Event Highlights: Slavic Voices – An Evening of Poetry and Music with Sylva Fischerova, Dzvinia Orlowsky, and Vera Pavlova

On Wednesday, October 15, the Center for the Study of Europe hosted “Slavic Voices,” featuring Czech poet Sylva Fischerová, Ukrainian-American poet Dzvinia Orlowsky, and Russian poet Vera Pavlova. Sylva, one of the most formidable Czech poets of her generation and teacher of classics at Charles University in Prague, read from Stomach of the Soul, her newest collection of poems, translated by the author with Stuart Friebert and Andrew Hauner and published this year by Calypso Editions. Dzvinia, who teaches poetry at Pine Manor College and at Providence College, read from her fifth and most recent collection, Silvertone. Lastly, Vera Pavlova, author of fifteen collections of poetry in Russian, read a series of miniature poems from If There Is Something to Desire. Pavlova read her poems in Russian and Olga Livshin, Head of BU’s Russian Language Program, read the English translations by Pavlova’s late husband Steven Seymour.
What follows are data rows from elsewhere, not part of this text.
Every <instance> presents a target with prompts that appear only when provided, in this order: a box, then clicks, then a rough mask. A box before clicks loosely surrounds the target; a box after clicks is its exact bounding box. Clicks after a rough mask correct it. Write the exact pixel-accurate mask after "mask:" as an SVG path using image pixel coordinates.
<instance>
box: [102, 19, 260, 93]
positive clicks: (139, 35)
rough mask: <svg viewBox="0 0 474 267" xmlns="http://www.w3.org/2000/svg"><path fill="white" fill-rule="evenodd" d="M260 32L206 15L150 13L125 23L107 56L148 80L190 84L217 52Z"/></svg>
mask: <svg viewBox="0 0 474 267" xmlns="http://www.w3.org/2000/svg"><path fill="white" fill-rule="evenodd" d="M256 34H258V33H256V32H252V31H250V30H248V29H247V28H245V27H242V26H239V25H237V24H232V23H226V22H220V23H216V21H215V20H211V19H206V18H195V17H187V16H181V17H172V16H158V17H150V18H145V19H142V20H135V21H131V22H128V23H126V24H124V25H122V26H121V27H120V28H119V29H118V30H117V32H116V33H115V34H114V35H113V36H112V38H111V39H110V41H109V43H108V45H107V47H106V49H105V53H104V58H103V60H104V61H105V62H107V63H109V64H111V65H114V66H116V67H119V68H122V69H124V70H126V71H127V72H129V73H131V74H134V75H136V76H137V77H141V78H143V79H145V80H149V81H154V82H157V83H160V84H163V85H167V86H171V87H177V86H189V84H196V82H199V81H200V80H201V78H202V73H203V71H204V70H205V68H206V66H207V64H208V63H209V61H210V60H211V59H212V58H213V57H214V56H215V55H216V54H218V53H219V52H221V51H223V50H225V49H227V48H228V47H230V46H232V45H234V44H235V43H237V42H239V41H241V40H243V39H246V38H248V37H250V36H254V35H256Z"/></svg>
The readings were interspersed with live music by Russian soprano Maria Lyudko, Russian pianist and music scholar Ludmilla Leibman, and classical guitarist Aaron Larget-Caplan. A reception and book-signing followed the event, which was co-sponsored by the 2014 Poetry Series, the Department of Modern Languages and Comparative Literature, the literary journal AGNI, and the Educational Bridge Project.